Welcome to King of the Court, our daily celebration of the best players in basketball from the night that was. We’ll be keeping track of the best player of every night of the NBA season, and tallying the results as we go along.
King of the Court: Chris Paul
Since the arrival of Chris Paul, Clippers games have been a worthwhile live sports experience, and I’d argue a truly underrated one. There is really something for every fan at every vantage point. There is a thrill to watching the games up close, where Blake Griffin and DeAndre Jordan are essentially human Gundam soaring through the air. But even from the nosebleeds, Clippers games convey beauty: Only from that bird’s-eye perspective does CP3’s manipulation of the offense and defense truly snap into view. It’s like watching a chess simulation with spontaneous explosions, except way more exciting than that. What I’m trying to say is, it’s been a fun ride for Clippers fans, who are now a part of the core that has produced the longest streak of winning seasons in franchise history. This season, though, has been something altogether different.

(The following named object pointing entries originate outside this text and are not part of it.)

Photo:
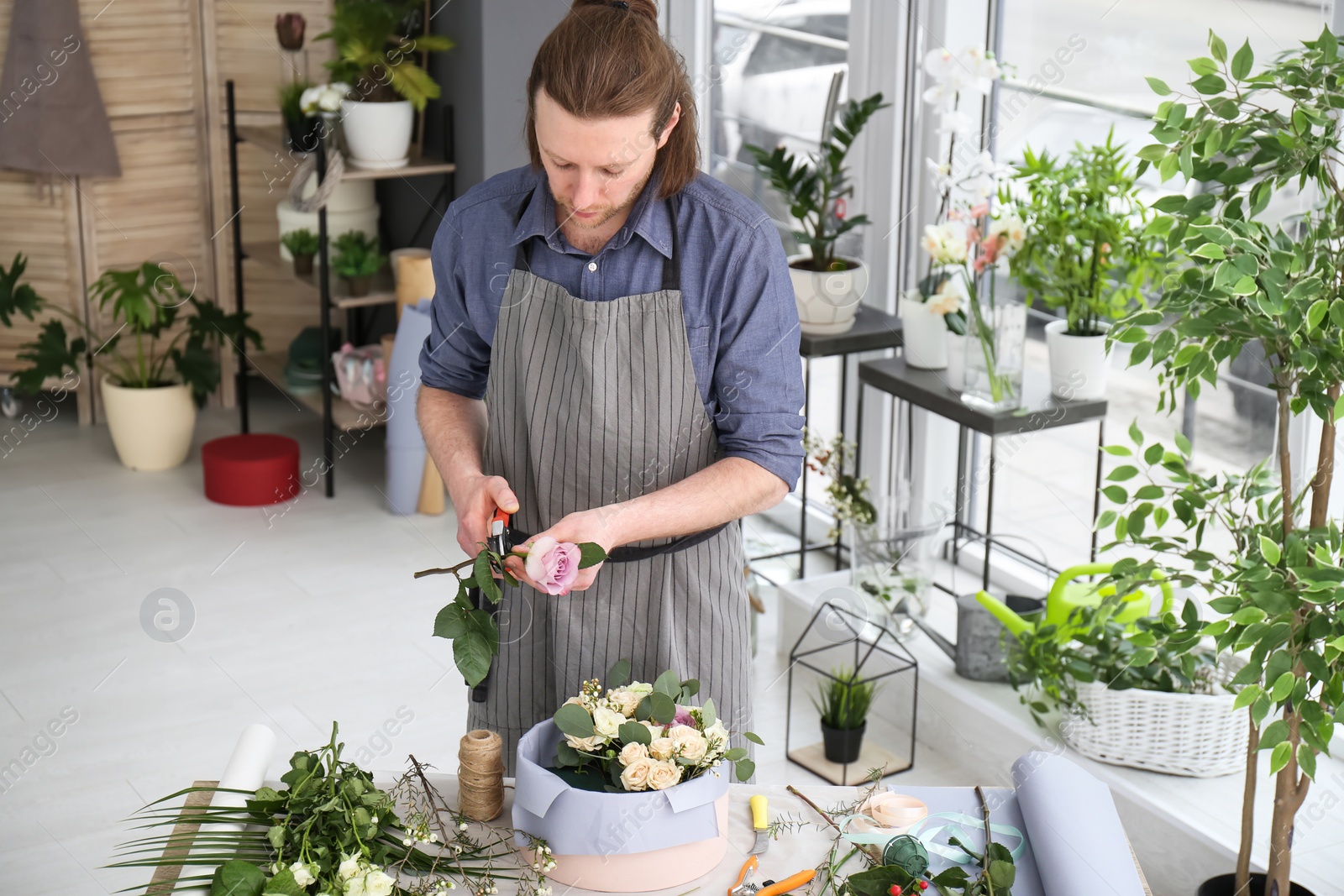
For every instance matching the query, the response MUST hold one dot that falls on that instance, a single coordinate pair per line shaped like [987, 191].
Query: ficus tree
[1280, 590]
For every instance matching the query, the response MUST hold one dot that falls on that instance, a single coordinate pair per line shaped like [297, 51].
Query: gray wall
[484, 78]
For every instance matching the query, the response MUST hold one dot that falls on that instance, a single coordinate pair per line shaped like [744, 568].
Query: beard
[602, 212]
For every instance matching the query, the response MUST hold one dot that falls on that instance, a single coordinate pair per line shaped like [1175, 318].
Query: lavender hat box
[618, 841]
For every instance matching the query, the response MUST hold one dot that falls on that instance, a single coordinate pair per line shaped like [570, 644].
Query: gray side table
[1039, 411]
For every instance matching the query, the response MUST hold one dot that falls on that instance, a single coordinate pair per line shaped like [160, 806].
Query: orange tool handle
[788, 883]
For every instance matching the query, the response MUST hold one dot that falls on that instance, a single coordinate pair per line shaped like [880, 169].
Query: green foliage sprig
[1085, 248]
[147, 302]
[374, 58]
[815, 184]
[474, 631]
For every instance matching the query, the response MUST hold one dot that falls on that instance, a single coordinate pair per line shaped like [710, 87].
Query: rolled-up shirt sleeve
[454, 356]
[757, 371]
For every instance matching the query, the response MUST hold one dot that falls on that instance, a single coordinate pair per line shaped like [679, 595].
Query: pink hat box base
[647, 871]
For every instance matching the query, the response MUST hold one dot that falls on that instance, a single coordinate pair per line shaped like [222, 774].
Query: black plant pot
[843, 745]
[1226, 884]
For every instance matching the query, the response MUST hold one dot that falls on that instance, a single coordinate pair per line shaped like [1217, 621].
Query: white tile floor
[297, 620]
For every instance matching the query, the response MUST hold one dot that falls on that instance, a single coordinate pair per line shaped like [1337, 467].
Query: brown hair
[608, 60]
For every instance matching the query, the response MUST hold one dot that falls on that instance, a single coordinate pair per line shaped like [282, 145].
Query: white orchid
[323, 98]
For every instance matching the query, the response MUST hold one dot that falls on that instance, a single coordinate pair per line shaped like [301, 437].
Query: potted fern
[844, 701]
[356, 261]
[376, 58]
[155, 374]
[827, 286]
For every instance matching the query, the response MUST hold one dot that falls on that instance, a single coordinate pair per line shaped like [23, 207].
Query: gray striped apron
[589, 405]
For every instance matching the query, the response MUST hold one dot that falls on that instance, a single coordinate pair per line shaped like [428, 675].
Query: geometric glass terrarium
[851, 661]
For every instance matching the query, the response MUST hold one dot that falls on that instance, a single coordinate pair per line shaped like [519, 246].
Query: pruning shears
[501, 540]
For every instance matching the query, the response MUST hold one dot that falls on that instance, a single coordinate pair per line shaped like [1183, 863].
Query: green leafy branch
[474, 631]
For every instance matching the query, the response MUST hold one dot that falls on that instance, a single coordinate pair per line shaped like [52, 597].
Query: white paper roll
[246, 770]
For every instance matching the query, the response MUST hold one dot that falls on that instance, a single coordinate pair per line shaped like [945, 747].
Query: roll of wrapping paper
[414, 278]
[246, 770]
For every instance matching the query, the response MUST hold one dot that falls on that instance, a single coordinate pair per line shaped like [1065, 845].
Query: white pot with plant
[827, 286]
[155, 372]
[1265, 544]
[389, 87]
[1084, 251]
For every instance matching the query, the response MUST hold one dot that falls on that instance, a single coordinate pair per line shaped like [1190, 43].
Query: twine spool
[480, 774]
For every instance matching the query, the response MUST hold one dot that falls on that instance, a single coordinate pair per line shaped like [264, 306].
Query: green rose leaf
[239, 878]
[575, 720]
[591, 553]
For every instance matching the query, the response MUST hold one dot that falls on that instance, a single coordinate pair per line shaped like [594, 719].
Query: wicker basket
[1180, 734]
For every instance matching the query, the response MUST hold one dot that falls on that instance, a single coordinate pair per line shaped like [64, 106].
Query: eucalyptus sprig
[327, 829]
[472, 629]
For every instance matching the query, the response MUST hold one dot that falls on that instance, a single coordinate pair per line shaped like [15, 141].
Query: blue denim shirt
[743, 322]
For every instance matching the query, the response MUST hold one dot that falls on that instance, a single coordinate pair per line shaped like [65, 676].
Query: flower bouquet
[627, 782]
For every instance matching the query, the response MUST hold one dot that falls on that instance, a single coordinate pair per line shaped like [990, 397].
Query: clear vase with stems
[995, 351]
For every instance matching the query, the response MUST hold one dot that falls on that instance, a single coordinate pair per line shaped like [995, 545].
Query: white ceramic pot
[956, 375]
[151, 427]
[1079, 364]
[378, 134]
[925, 342]
[828, 300]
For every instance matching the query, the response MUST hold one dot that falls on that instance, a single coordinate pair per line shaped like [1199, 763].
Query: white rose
[349, 868]
[636, 775]
[302, 875]
[378, 884]
[606, 721]
[664, 774]
[632, 752]
[586, 745]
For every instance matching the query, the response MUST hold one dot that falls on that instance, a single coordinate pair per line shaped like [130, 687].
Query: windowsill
[1183, 829]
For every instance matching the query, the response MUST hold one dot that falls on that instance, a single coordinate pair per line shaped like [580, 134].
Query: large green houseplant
[378, 58]
[1085, 253]
[1265, 550]
[158, 363]
[827, 286]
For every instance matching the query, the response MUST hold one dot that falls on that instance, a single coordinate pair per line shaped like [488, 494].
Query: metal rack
[335, 411]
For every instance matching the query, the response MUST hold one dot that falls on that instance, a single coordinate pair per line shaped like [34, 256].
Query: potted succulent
[933, 313]
[827, 288]
[302, 244]
[843, 701]
[152, 389]
[1276, 575]
[358, 259]
[389, 86]
[1084, 253]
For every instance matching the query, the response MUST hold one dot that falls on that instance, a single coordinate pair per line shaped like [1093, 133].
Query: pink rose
[553, 564]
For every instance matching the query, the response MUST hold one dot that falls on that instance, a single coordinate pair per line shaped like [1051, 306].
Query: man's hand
[585, 526]
[475, 503]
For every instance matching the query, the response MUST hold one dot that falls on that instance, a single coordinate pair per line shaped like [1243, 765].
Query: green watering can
[1066, 595]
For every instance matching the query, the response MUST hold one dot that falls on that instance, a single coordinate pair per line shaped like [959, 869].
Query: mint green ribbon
[954, 824]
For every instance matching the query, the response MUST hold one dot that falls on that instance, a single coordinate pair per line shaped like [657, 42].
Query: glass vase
[996, 342]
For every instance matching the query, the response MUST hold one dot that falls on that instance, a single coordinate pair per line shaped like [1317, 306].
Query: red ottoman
[250, 470]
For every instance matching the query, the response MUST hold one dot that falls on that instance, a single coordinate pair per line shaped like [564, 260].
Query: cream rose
[662, 747]
[632, 752]
[636, 775]
[606, 721]
[664, 774]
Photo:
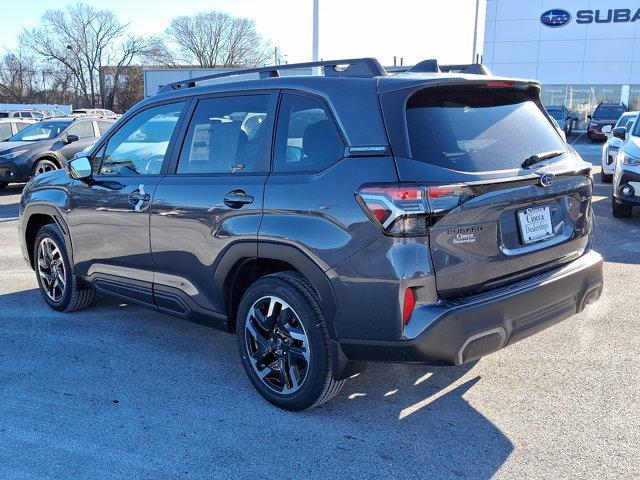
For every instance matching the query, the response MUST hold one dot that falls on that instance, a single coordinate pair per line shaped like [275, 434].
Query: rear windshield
[609, 112]
[475, 129]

Naysayers will point to the Clippers’ playoff record over the years as a way of invalidating the team’s 10–1 record (c’mon, embrace the moment!), but this really has been a brilliant start for a team that has consistently stumbled out of the gate in the past few seasons. Monday night, against a Nets team running on depleted fossil fuel, they raced out to a 39–14 lead in the first quarter and never relinquished their vise grip. Chris Paul, in 25 minutes played, had 21 points, nine assists, five steals, and four rebounds. He played almost exactly as long as Austin Rivers did coming off the bench, and the Clippers still won, 127–95. That is a huge development. Not only are the Clippers winning like the Warriors did last season (the Clippers’ point differential in their first 11 games is greater than that of last year’s Warriors over the same span), but they’re also playing Paul for less than 30 minutes per game so far, closer to the minutes average that the Spurs gave to Tony Parker last season (27.5) than the 34.4-minute average in Paul’s previous five years as a Clipper. CP3’s stats haven’t declined along with his minutes, either. They’ve actually spiked.
If there is any immediate lesson to be learned from these 10–1 Clippers, maybe it’s that braving the shifting tides in the NBA landscape doesn’t necessarily have to involve selling the farm. Sometimes staying put is good enough, especially when your core of Paul, Blake Griffin, DeAndre Jordan, and J.J. Redick has been one of the very best in the league over the past four seasons. The Warriors rode discipline and continuity to a record-breaking 24-game winning streak to start the season last year; with so many teams still figuring out their identities, the Clippers have capitalized by doing the same, demolishing teams with their offensive telepathy and a newfound focus on team defense. Is this a coronation? No, not even close. But the Clippers have looked very, very good, and they deserve recognition for it. Nothing about what they’ve done in the first 11 games is unsustainable; if anything, with the minutes they’re shorn off their starters’ averages, this could keep up for much longer than any of us could have expected.
Runner-up: Kristaps Porzingis
One of the best things about Kristaps at this stage in his career is that, at only 21 years old and with a tool belt that seems to be expanding by the game, fans can still project whatever they want out of his play, as if he were still a draft prospect. Against a Mavs team that is all out of sorts, Porzingis dropped 24 points, on 8-for-16 shooting, and grabbed 11 rebounds in the Knicks’ 93–77 win Monday. Kristaps flashed the one-legged fadeaway à la Dirk; he used the glass on his bank shots like Tim; his dribble pull-up from the free throw line extended had shades of Vince (!). Porzingis remains in that dream stage of being whatever you see behind those rose-tinted glasses.
He might not have the most promising future of all his fellow multidimensional giants (which says more about the organization responsible for his development than it does Porzingis himself), but he does seem the most keen on developing style in his game, which counts for a lot in New York. He’s an exciting player who wants to be exciting! It’s nice to see Porzingis worrying about only what he can control. He’s too young to commandeer the team, and there’s no way he could eclipse all of the institutional bureaucracy within the franchise. Better to keep increasing that field goal percentage and adding more pop to his crossovers. This is the perfect time to be watching Kristaps. You just hope the Knicks can get out of their own way in time for their young, messianic beanpole to one day take the reins.